I don't really understand why gold would be of any value if civilization would collapse. You need some kind of centralized government or social system for money to have any use. If civilization has collapsed and you have a bunch of food and some other random survivor has gold are you really stupid enough to trade your food for a bunch of worthless yellow rocks?

Ha! Boundary condition for inter-temporally optimizing models.

There's an interesting disconnect between believing in the imminence of the rapture and stockpiling baked beans.

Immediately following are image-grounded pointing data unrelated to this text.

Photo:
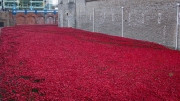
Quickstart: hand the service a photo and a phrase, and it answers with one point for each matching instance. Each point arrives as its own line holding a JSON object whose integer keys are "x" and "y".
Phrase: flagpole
{"x": 177, "y": 27}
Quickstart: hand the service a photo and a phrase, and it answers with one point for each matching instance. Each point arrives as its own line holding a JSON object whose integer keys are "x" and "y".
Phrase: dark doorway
{"x": 1, "y": 24}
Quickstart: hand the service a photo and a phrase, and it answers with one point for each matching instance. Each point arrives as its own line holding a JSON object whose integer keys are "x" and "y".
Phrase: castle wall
{"x": 149, "y": 20}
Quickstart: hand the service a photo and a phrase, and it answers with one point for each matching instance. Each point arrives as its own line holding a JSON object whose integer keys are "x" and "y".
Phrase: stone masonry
{"x": 149, "y": 20}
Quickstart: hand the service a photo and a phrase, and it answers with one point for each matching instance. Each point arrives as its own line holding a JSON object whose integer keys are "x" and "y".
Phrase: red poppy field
{"x": 47, "y": 63}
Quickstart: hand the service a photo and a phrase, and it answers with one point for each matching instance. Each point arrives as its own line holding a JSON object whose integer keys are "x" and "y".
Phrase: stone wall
{"x": 5, "y": 18}
{"x": 149, "y": 20}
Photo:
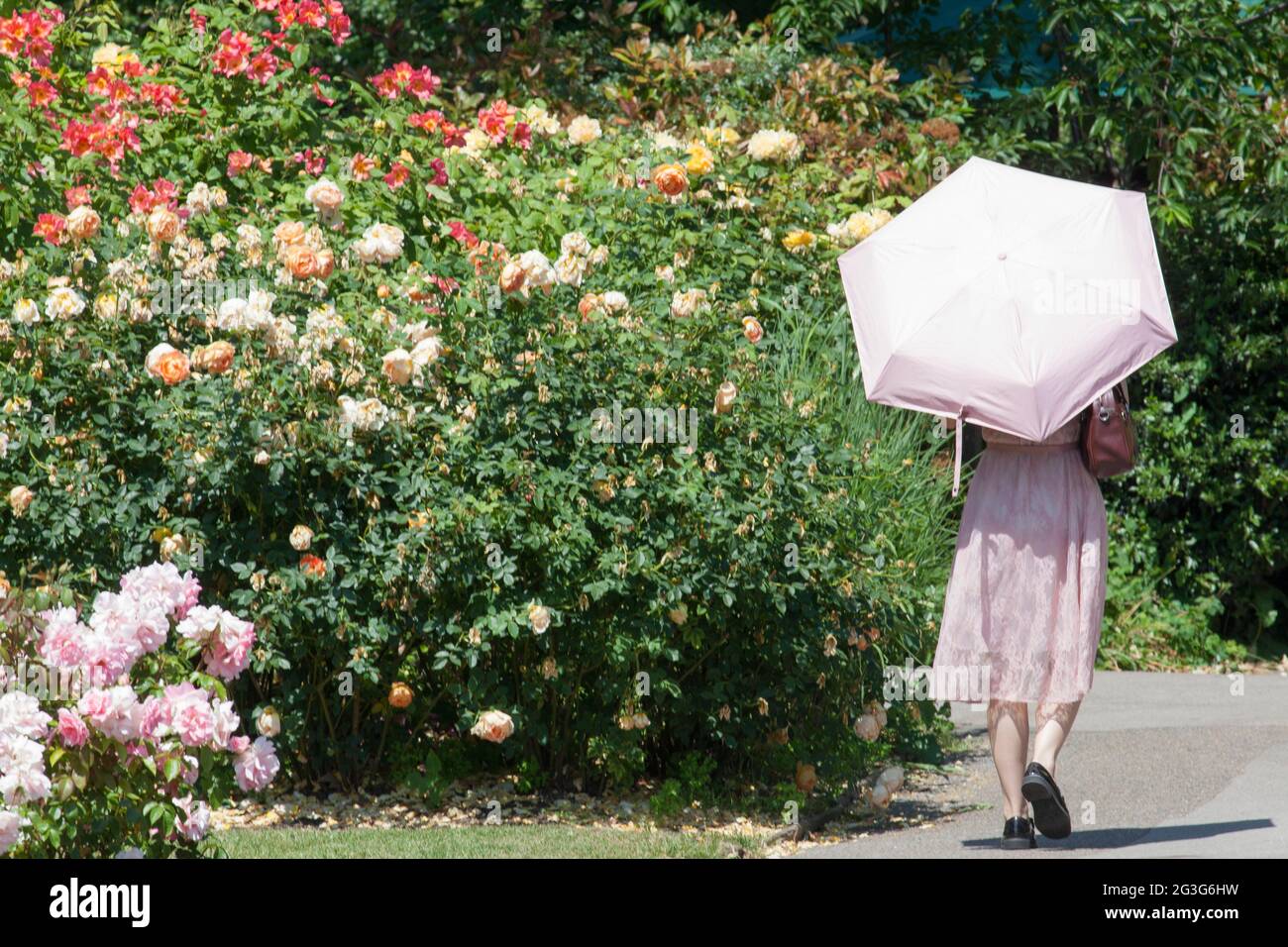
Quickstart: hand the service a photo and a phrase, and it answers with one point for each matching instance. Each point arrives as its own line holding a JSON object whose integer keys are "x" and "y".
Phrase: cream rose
{"x": 325, "y": 196}
{"x": 301, "y": 538}
{"x": 162, "y": 224}
{"x": 584, "y": 131}
{"x": 20, "y": 499}
{"x": 82, "y": 222}
{"x": 63, "y": 303}
{"x": 398, "y": 367}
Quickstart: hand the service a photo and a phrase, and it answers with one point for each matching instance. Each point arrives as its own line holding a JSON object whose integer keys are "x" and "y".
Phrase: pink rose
{"x": 257, "y": 766}
{"x": 71, "y": 728}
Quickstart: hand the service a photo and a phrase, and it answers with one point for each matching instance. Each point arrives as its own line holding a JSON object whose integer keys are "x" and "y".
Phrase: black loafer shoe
{"x": 1050, "y": 813}
{"x": 1018, "y": 832}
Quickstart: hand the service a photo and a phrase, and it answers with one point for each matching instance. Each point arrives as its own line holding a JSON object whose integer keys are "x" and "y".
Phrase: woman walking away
{"x": 1022, "y": 611}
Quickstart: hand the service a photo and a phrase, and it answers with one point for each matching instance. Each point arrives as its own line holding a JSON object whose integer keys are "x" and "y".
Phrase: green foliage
{"x": 738, "y": 595}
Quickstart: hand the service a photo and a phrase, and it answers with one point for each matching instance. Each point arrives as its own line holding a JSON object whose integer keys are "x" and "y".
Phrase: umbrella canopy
{"x": 1008, "y": 298}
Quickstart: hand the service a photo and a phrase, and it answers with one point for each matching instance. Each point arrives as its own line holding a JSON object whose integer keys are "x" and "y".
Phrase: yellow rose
{"x": 799, "y": 240}
{"x": 700, "y": 159}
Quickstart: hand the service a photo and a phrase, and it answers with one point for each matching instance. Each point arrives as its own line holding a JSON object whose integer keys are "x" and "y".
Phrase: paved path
{"x": 1158, "y": 766}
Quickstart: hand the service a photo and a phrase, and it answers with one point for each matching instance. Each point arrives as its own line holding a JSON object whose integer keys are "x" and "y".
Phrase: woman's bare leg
{"x": 1054, "y": 722}
{"x": 1009, "y": 737}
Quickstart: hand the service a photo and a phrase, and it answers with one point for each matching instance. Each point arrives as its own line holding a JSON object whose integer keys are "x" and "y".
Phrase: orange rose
{"x": 287, "y": 234}
{"x": 326, "y": 263}
{"x": 215, "y": 359}
{"x": 670, "y": 179}
{"x": 301, "y": 262}
{"x": 172, "y": 368}
{"x": 162, "y": 224}
{"x": 82, "y": 222}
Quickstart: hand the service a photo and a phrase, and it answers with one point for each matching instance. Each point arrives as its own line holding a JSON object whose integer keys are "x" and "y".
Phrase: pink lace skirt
{"x": 1026, "y": 591}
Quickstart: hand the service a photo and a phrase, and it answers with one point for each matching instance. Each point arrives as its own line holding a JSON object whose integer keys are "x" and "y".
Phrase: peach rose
{"x": 20, "y": 499}
{"x": 398, "y": 367}
{"x": 287, "y": 234}
{"x": 326, "y": 263}
{"x": 513, "y": 277}
{"x": 172, "y": 368}
{"x": 300, "y": 261}
{"x": 399, "y": 694}
{"x": 214, "y": 359}
{"x": 493, "y": 725}
{"x": 670, "y": 179}
{"x": 540, "y": 618}
{"x": 725, "y": 395}
{"x": 82, "y": 222}
{"x": 162, "y": 224}
{"x": 325, "y": 196}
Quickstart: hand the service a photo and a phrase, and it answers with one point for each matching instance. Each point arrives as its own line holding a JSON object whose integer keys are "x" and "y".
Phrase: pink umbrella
{"x": 1008, "y": 298}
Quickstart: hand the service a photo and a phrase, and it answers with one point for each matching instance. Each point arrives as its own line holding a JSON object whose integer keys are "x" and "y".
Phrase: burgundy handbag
{"x": 1109, "y": 434}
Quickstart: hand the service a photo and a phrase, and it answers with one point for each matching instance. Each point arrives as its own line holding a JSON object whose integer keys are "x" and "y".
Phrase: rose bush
{"x": 382, "y": 369}
{"x": 111, "y": 742}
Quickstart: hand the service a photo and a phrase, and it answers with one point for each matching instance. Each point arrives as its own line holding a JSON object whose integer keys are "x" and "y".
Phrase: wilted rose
{"x": 398, "y": 367}
{"x": 20, "y": 499}
{"x": 725, "y": 395}
{"x": 540, "y": 618}
{"x": 269, "y": 723}
{"x": 493, "y": 725}
{"x": 162, "y": 224}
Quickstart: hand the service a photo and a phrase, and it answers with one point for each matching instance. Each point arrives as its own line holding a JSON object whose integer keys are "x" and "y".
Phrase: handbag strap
{"x": 957, "y": 455}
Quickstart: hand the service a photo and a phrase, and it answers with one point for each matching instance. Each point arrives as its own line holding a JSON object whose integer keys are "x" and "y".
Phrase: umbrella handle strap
{"x": 957, "y": 455}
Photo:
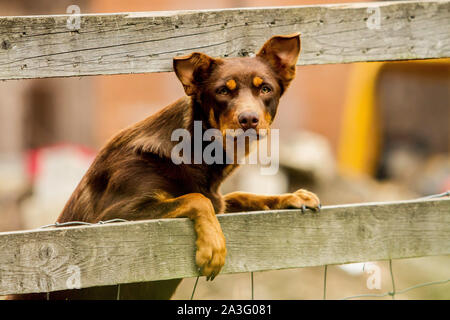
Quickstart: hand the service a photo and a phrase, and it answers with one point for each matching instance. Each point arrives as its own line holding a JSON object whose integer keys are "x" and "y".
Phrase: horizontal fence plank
{"x": 51, "y": 259}
{"x": 48, "y": 46}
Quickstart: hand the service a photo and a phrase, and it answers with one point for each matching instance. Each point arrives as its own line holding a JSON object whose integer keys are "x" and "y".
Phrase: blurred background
{"x": 350, "y": 133}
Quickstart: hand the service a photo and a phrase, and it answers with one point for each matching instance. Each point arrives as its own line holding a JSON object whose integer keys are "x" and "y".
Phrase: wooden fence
{"x": 43, "y": 46}
{"x": 46, "y": 260}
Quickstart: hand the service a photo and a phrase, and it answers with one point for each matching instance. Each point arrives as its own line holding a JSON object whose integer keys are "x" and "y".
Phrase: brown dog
{"x": 134, "y": 178}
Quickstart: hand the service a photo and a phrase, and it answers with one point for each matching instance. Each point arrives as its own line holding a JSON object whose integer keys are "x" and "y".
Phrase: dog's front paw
{"x": 300, "y": 199}
{"x": 211, "y": 251}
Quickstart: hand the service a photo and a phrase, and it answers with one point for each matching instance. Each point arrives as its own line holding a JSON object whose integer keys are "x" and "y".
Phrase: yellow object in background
{"x": 360, "y": 142}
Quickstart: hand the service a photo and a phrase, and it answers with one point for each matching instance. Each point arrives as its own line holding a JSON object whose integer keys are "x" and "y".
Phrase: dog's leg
{"x": 243, "y": 201}
{"x": 211, "y": 249}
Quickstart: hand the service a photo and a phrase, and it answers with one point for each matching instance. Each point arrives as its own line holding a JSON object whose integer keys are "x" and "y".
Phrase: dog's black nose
{"x": 248, "y": 120}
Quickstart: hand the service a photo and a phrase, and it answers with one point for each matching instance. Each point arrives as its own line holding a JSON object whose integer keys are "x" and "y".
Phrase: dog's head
{"x": 240, "y": 93}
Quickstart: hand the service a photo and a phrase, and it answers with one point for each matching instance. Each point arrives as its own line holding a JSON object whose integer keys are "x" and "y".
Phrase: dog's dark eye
{"x": 223, "y": 91}
{"x": 266, "y": 89}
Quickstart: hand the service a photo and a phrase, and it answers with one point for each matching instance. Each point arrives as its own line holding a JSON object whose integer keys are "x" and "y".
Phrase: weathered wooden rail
{"x": 44, "y": 46}
{"x": 52, "y": 259}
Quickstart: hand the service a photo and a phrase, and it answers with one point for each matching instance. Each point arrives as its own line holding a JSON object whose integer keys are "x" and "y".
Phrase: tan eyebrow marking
{"x": 231, "y": 84}
{"x": 257, "y": 81}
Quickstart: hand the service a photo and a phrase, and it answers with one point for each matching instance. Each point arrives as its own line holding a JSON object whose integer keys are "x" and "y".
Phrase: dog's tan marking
{"x": 231, "y": 84}
{"x": 257, "y": 81}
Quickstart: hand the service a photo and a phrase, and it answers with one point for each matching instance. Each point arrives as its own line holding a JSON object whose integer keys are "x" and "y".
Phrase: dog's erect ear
{"x": 192, "y": 69}
{"x": 281, "y": 52}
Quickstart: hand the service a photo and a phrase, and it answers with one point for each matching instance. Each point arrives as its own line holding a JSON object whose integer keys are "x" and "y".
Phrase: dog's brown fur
{"x": 134, "y": 178}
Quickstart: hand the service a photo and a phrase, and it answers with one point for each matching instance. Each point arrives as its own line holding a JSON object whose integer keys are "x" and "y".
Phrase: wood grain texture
{"x": 43, "y": 46}
{"x": 49, "y": 259}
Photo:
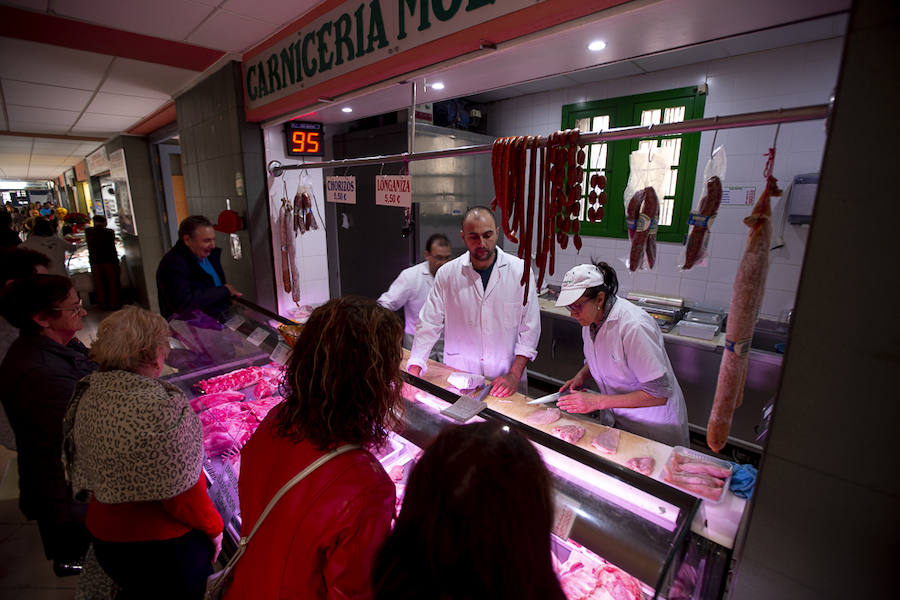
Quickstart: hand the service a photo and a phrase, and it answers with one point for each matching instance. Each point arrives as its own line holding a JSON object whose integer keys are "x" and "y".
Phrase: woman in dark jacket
{"x": 39, "y": 375}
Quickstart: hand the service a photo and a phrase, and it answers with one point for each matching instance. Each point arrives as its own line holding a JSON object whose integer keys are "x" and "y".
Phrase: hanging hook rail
{"x": 754, "y": 119}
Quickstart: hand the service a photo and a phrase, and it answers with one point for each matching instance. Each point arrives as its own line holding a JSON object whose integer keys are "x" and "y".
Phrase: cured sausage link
{"x": 745, "y": 301}
{"x": 709, "y": 206}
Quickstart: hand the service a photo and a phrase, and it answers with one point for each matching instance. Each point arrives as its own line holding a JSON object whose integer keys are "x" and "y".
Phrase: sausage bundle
{"x": 700, "y": 222}
{"x": 745, "y": 302}
{"x": 641, "y": 217}
{"x": 544, "y": 212}
{"x": 290, "y": 275}
{"x": 701, "y": 219}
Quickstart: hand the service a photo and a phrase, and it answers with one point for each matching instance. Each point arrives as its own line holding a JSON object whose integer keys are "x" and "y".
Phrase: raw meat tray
{"x": 704, "y": 458}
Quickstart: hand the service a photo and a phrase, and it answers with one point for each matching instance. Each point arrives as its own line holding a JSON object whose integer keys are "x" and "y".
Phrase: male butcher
{"x": 410, "y": 290}
{"x": 477, "y": 302}
{"x": 190, "y": 275}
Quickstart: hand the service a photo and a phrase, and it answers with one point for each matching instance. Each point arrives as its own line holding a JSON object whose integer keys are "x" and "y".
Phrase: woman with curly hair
{"x": 475, "y": 522}
{"x": 343, "y": 384}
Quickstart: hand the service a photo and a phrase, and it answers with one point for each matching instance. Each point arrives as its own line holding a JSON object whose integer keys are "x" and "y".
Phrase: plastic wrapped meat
{"x": 602, "y": 582}
{"x": 260, "y": 408}
{"x": 569, "y": 433}
{"x": 217, "y": 442}
{"x": 222, "y": 412}
{"x": 205, "y": 401}
{"x": 641, "y": 464}
{"x": 544, "y": 416}
{"x": 235, "y": 380}
{"x": 607, "y": 442}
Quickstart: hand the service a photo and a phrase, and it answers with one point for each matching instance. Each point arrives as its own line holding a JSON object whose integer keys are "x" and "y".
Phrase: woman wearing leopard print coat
{"x": 134, "y": 443}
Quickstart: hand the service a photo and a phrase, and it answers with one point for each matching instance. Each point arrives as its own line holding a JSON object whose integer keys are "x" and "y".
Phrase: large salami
{"x": 745, "y": 301}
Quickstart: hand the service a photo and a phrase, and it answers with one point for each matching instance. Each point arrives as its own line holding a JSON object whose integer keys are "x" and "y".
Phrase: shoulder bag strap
{"x": 284, "y": 489}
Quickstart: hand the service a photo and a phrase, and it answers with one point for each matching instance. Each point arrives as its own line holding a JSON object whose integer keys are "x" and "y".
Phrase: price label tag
{"x": 258, "y": 336}
{"x": 341, "y": 189}
{"x": 281, "y": 353}
{"x": 393, "y": 190}
{"x": 234, "y": 322}
{"x": 564, "y": 515}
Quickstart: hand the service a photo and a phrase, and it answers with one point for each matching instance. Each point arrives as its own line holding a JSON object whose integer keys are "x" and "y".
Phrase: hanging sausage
{"x": 746, "y": 299}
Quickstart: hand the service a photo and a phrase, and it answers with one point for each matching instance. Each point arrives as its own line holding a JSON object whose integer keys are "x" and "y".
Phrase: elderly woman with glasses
{"x": 39, "y": 374}
{"x": 625, "y": 354}
{"x": 134, "y": 443}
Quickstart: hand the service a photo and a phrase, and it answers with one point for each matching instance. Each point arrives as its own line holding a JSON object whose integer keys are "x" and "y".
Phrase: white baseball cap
{"x": 576, "y": 281}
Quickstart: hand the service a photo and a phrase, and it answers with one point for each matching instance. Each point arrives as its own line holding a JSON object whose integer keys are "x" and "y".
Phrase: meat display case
{"x": 639, "y": 524}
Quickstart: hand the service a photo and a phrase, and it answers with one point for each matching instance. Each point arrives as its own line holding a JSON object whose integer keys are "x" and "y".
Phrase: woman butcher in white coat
{"x": 624, "y": 353}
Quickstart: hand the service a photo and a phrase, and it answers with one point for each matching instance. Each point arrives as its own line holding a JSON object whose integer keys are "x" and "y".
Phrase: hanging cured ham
{"x": 745, "y": 302}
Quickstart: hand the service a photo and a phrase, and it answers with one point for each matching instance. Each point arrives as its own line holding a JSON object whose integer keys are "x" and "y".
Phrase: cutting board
{"x": 516, "y": 407}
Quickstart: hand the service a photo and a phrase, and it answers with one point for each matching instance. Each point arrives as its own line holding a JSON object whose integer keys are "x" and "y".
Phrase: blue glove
{"x": 743, "y": 479}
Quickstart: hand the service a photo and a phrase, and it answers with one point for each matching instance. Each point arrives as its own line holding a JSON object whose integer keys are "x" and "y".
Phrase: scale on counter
{"x": 666, "y": 310}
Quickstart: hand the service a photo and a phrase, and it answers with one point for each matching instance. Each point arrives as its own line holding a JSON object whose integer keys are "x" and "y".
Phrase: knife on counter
{"x": 544, "y": 399}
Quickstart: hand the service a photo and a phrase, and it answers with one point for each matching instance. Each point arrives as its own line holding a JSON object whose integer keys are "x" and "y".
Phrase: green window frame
{"x": 623, "y": 112}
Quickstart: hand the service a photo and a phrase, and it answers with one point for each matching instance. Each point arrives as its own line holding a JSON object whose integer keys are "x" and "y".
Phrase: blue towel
{"x": 743, "y": 479}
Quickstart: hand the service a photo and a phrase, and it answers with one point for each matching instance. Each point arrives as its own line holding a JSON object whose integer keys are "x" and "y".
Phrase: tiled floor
{"x": 24, "y": 572}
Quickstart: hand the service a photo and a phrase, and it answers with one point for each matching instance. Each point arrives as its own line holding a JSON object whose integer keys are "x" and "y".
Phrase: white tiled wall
{"x": 795, "y": 76}
{"x": 310, "y": 247}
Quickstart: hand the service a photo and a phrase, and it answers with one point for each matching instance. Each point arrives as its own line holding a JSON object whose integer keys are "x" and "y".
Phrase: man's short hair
{"x": 192, "y": 224}
{"x": 480, "y": 208}
{"x": 436, "y": 238}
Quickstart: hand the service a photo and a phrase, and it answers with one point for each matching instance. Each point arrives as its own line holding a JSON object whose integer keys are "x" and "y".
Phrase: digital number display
{"x": 304, "y": 138}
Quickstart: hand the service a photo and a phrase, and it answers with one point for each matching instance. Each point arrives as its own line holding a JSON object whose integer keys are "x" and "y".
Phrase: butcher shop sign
{"x": 356, "y": 34}
{"x": 393, "y": 190}
{"x": 341, "y": 189}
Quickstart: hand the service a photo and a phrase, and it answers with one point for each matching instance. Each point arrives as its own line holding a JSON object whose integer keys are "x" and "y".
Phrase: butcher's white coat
{"x": 409, "y": 292}
{"x": 627, "y": 351}
{"x": 484, "y": 329}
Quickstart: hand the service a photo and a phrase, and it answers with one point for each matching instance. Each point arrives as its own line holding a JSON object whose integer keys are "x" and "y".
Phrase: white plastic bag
{"x": 650, "y": 168}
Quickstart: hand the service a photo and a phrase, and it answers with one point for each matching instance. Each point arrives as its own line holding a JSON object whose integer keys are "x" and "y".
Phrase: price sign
{"x": 564, "y": 515}
{"x": 304, "y": 138}
{"x": 340, "y": 189}
{"x": 281, "y": 353}
{"x": 744, "y": 195}
{"x": 393, "y": 190}
{"x": 258, "y": 336}
{"x": 234, "y": 322}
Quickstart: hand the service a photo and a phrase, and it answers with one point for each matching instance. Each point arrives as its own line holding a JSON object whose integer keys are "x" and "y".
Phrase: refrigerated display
{"x": 616, "y": 530}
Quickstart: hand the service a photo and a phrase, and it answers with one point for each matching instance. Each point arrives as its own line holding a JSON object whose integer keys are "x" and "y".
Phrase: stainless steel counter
{"x": 695, "y": 362}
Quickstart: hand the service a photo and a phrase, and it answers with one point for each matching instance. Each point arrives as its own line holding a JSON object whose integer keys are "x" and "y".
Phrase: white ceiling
{"x": 54, "y": 90}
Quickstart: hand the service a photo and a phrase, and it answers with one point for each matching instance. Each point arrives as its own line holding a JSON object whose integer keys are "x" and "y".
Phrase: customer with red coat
{"x": 343, "y": 382}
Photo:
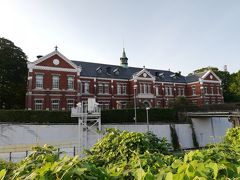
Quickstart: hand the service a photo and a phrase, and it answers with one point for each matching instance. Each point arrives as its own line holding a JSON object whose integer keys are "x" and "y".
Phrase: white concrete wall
{"x": 210, "y": 130}
{"x": 26, "y": 134}
{"x": 184, "y": 132}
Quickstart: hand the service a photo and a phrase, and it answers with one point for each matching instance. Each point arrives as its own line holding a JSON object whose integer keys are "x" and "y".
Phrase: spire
{"x": 124, "y": 54}
{"x": 124, "y": 59}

Peter T: as John Pettigrue, Chief Justice of the SOuth CArolina Supreme Court said in early 1861: "South Carolina is too small to be a republick and too large to be an insane asylum."
It also applies to a lot of other places...

@CBBB: "You need some kind of centralized government or social system for money to have any use."

Not at all. Money will arise in any society engaged in trade. Cigarettes became money in WWII prison camps. And note: gold was valued before it was money, and was not given this value by governments.

I tend to side with Gene on that question. But if we define "social system" broadly enough, CBBB is I think correct. Without some sort of property rights and exchange, there wouldn't be money. I can't see money in a Hobbesian State of Nature, where you just grab stuff rather than buying it.

Cigarettes are no longer widely smoked, but I could see AA batteries becoming the currency of choice in the zombie apocalypse.